When NOT to over-treat
More treatment is not better treatment. The commonest error in urban India is bolting an RO onto water that never needed it.
- Don't RO low-TDS municipal water. If your supply is already below roughly 300 mg/L TDS, RO strips out beneficial minerals (calcium, magnesium), flattens the taste, and — worst of all — wastes water: many domestic RO units send two to three litres to the drain for every litre they deliver. On safe municipal water, a good carbon filter plus UV is often all you need.
- Don't run UV on cloudy water. UV needs clear water to work; turbidity shields microbes. Always precede UV with proper sediment/carbon filtration.
- Don't soften your drinking water needlessly. Softening adds sodium; the drinking tap usually takes RO instead. Soften the plumbing supply, not the glass.
- Don't buy oversized whole-house RO for a hardness-only problem — that is a job for a softener at a fraction of the cost and zero reject water.
If you have RO reject water, use it. Divert the drain line to your floor-mop bucket, toilet cisterns or garden. Reject water at moderate TDS is perfectly fine for cleaning and most plants.
Maintenance overview
Every treatment stage is a consumable, not a fit-and-forget appliance. Skipping maintenance quietly turns a purifier into a contamination source.

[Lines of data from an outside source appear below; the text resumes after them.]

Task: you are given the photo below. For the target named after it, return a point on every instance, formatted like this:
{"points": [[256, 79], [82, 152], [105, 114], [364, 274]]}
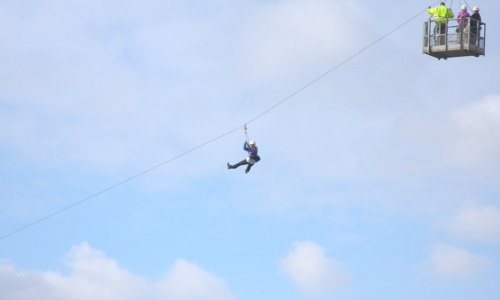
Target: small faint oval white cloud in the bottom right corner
{"points": [[451, 262]]}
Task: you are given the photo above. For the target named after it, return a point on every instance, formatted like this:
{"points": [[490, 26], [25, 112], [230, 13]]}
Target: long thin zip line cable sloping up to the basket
{"points": [[213, 140]]}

- Sediment / carbon cartridges: replace every 3–6 months (sooner on dirty supply).
- RO membrane: typically every 2–3 years, sooner on hard or high-TDS feed.
- UV lamp: replace roughly every 12 months — it keeps glowing long after it stops disinfecting, so track the date.
- Softener salt: top up regularly and let it regenerate on schedule; run out of salt and hardness passes straight through.
- Iron-removal media: backwash as specified and replace media per the maker's cycle.
Indicative costs
Figures below are indicative all-India ranges for 2026 — get local quotes, and let your test report, not the price tag, drive the choice.
| Stage / system | Indicative price | Typical running cost |
|---|---|---|
| Sediment / pre-filter | ₹1,500 – ₹6,000 | Cartridge ₹300 – ₹800 every 3–6 months |
| Point-of-use RO + UV (kitchen) | ₹12,000 – ₹25,000 | Service ₹2,000 – ₹4,000 / year + membrane |
| Whole-house water softener | ₹25,000 – ₹80,000 | Salt ₹300 – ₹1,000 / month |
| Iron-removal unit (POE) | ₹20,000 – ₹60,000 | Periodic media / backwash |
| Whole-house sediment + carbon (POE) | ₹15,000 – ₹40,000 | Cartridge / media changes |
For app-connected filters that track cartridge life and TDS, keep it brief and see the smart water purifier guide; if your source is a borewell, start with the borewell water system guide before choosing treatment.
The short version
Test your water against IS 10500. Map each real problem to its matching treatment. Fix drinking problems at the point of use and plumbing-wide problems at the point of entry. Stage multiple treatments in the correct train — sediment, softener, carbon, then RO/UV. Resist over-treating clean municipal water, and budget for the consumables from day one. Do that, and treatment stops being a guess and becomes a plan.
References
- IS 10500 — Bureau of Indian Standards, Drinking Water Specification (acceptable and permissible limits for drinking water quality).
- World Health Organization — Guidelines for Drinking-water Quality (general reference for treatment principles).